Over the years, your DBAs and developers have built up a lot of experience in your current technologies. This experience includes using the various advanced features, tuning the performance, and keeping the system stable and running. Migrating to a new technology requires learning new skills, developing new ways of approaching problems, and giving up old ways of doing things. Don’t underestimate the amount of time required for a highly experienced DBA to become comfortable supporting a mission-critical system on a new platform.
You also must realize that, although Oracle and PostgreSQL are both relational databases and support most of the same SQL syntax for creating tables and querying data, the internals are different. So they behave differently in some situations.
For example, PostgreSQL’s Multiversion Concurrency Control (MVCC) is very different from Oracle’s rollback segments, even though they both provide the foundation for ACID transactions. Developers who are used to designing applications for one, or DBAs who are used to optimizing performance for one, might hit some nasty speed bumps if they use the same techniques on the other.
Training your team on PostgreSQL early in the migration process pays for itself. They will be more comfortable executing the migration and will be able to deliver a working application and database more quickly. Plus, they might be able to avoid some of those nasty speed bumps if they understand the differences before they start converting their code.
A key requirement for a successful migration is to not disrupt your business. This means you have to ensure that your data is migrated correctly, the application behaves correctly, and the performance provides a good user experience. It also means reducing the amount of downtime when your application is not available for users or customers.
These steps help reduce the time required for the production cutover, from archiving old data, to using AWS DMS to migrate and keep ongoing transactions replicated, to ensuring that your code is thoroughly tested. By scripting the deployment steps and rehearsing them several times in your test and staging environments, you can ensure that your team is well prepared for the production switch. And using AWS resources means you can start and stop those test environments without incurring the full expense of a large database server installation.
Synchronize the target DB
If you migrate all the data using a combination of offline and replication approaches (like AWS DMS), you can have a fully populated, ready-to-use copy of your migrated database before you start your cutover process. You won’t need to go through the scary exercise of calculating how fast you can convert your 1 TB database, or provide ongoing updates to management about the number of tables migrated during a Saturday maintenance window.
Tips to speed your migration
In this post, I discussed some of the issues you might encounter as you migrate from Oracle to PostgreSQL, along with some tips for overcoming the challenges.
The following strategies can help reduce the overall time it takes to complete your migration:
Training: Your lead architects, DBAs, and developers must understand the differences between Oracle and PostgreSQL and the right way to migrate your applications. A one-week training class helps avoid long delays as they struggle to work around unexpected surprises late in your project.
Testing: Testing your applications is a huge part of the total effort in a migration. Having automated tests that can run at the application or data access layer can help reduce that test-and-repeat cycle time dramatically.

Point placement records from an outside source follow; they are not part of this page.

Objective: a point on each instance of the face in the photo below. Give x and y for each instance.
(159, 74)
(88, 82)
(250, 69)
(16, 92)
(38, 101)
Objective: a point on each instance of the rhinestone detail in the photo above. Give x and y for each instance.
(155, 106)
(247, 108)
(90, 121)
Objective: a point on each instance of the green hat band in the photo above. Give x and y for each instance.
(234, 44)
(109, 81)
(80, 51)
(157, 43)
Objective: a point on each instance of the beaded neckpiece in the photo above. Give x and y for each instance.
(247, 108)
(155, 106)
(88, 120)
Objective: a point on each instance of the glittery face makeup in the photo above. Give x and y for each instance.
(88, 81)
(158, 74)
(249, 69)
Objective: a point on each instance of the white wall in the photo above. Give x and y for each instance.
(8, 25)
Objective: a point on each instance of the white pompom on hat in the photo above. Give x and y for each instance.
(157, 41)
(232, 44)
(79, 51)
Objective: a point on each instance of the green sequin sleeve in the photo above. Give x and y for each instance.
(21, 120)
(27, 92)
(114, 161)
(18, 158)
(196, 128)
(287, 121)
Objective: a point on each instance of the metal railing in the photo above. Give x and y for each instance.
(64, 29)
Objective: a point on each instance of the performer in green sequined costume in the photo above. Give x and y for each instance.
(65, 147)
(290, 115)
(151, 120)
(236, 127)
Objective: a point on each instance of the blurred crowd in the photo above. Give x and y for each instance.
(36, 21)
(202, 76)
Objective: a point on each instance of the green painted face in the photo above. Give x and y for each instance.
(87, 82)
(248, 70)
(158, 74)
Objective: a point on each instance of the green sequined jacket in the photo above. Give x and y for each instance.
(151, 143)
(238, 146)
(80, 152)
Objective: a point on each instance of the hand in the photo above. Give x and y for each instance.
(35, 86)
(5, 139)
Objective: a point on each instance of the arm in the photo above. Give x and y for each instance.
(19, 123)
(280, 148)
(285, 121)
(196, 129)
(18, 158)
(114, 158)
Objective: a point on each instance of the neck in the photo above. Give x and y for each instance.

Two-step: If you have an application that requires a lot of SQL modification or code changes for compatibility, reduce the duration you maintain two branches of code by moving as much as possible to ANSI standard code that works on both Oracle and PostgreSQL. Then deploy these changes in your existing production system. This also reduces the changes that must be tested in the final conversion.
Script: Use automated tools such as AWS SCT. Work with a partner that can build automated conversion scripts for your main code cleanups rather than relying on brute force to modify thousands of code files.